In a report from the Asia Summit, AF ablation practices vary widely throughout Asia, with Japan and New Zealand performing the most ablation procedures per million (~600 per million in Japan and ~100 per million in New Zealand), followed by South Korea (~100 per million), Brunei Darussalam (~100 per million), China (~50 per million), Taiwan (<50 per million) and Singapore (<50 per million).37 In Africa, access to ablation is more limited. Only 22% of countries in Africa offer services for simple ablation procedures.10,28,29 Cryoablation was reported to be available in only a handful of countries, including Algeria, Egypt, Morocco, Namibia, South Africa and Tunisia.10 In data from 33 of 55 countries in Africa, five countries (15%) lacked a single cardiologist and 18 (54%) lacked a single electrophysiology laboratory.10,38 Interestingly, the most commonly used agents for rate and rhythm control in these regions were digoxin and amiodarone.10 Limitations for adequate access to treatments for cardiac arrhythmias generally have included lack of government support, lack of national health insurance, a paucity of adequate facilities and trained practitioners, high cost of treatments and low levels of clinical research.10

Conclusion

The global burden of AF continues to grow. The highest incidence and prevalence rates are found in North America, western Europe, East Asia, and Australia/New Zealand; however, data are more limited in Africa and South America. Total morbidity and mortality are climbing but overall age-adjusted annual rates have remained stable, reflecting the consequences of an ageing world population. Treatment practices can vary widely by region, partly because of differences in research, centre experience with ablation procedures and access to medications and trained practitioners.
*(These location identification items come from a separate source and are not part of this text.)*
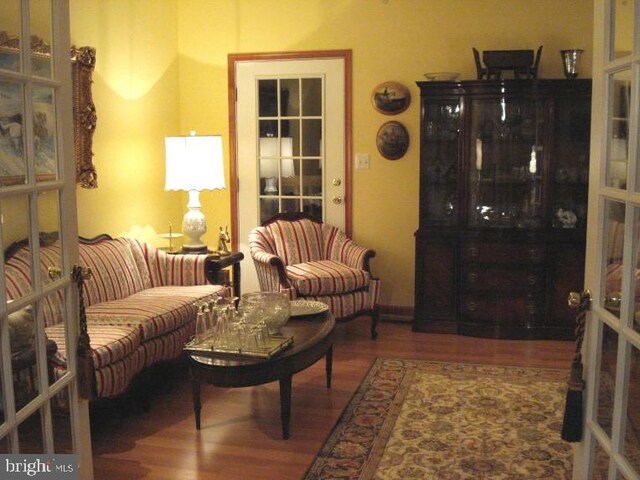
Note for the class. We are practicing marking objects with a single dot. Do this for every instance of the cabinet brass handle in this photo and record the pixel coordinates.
(55, 273)
(613, 301)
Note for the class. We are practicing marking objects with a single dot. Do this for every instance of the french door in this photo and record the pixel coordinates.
(40, 412)
(610, 448)
(291, 118)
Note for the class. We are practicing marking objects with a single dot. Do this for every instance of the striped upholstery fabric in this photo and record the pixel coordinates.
(169, 269)
(315, 261)
(114, 271)
(326, 277)
(153, 312)
(139, 305)
(18, 280)
(296, 242)
(108, 343)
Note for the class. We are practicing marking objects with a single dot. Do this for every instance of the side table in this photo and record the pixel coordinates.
(215, 264)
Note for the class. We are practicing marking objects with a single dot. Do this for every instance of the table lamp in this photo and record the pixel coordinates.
(194, 163)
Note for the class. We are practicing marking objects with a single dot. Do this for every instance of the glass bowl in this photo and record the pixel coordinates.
(273, 307)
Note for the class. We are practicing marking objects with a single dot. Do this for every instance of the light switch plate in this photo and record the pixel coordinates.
(363, 161)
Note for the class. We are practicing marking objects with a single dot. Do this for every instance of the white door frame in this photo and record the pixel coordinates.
(600, 191)
(234, 60)
(62, 197)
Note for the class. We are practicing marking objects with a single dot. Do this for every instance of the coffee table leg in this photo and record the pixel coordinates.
(195, 386)
(329, 365)
(285, 405)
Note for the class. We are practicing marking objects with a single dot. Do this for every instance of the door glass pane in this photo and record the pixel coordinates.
(290, 149)
(311, 137)
(606, 386)
(313, 208)
(61, 423)
(291, 129)
(23, 355)
(40, 11)
(30, 434)
(267, 98)
(619, 130)
(635, 318)
(268, 208)
(10, 19)
(44, 133)
(15, 232)
(290, 169)
(290, 97)
(290, 205)
(311, 97)
(614, 229)
(51, 308)
(632, 437)
(600, 464)
(623, 28)
(13, 167)
(312, 177)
AF remains a widespread and complex arrhythmia whose global impact is far-reaching.

Clinical Perspective

  • The global burden of AF has significantly increased with time.

  • Age-adjusted incidence and prevalence rates have remained stable, suggesting that the growing burden of AF may be attributable to ageing populations exposed to increasing comorbidities.

  • Countries and regions with the highest recorded incidence and prevalence of AF include the US, western Europe, Australia and east Asia.

  • Treatment for AF has significant geographic heterogeneity, influenced by regional resources, research and varying comorbidity burden.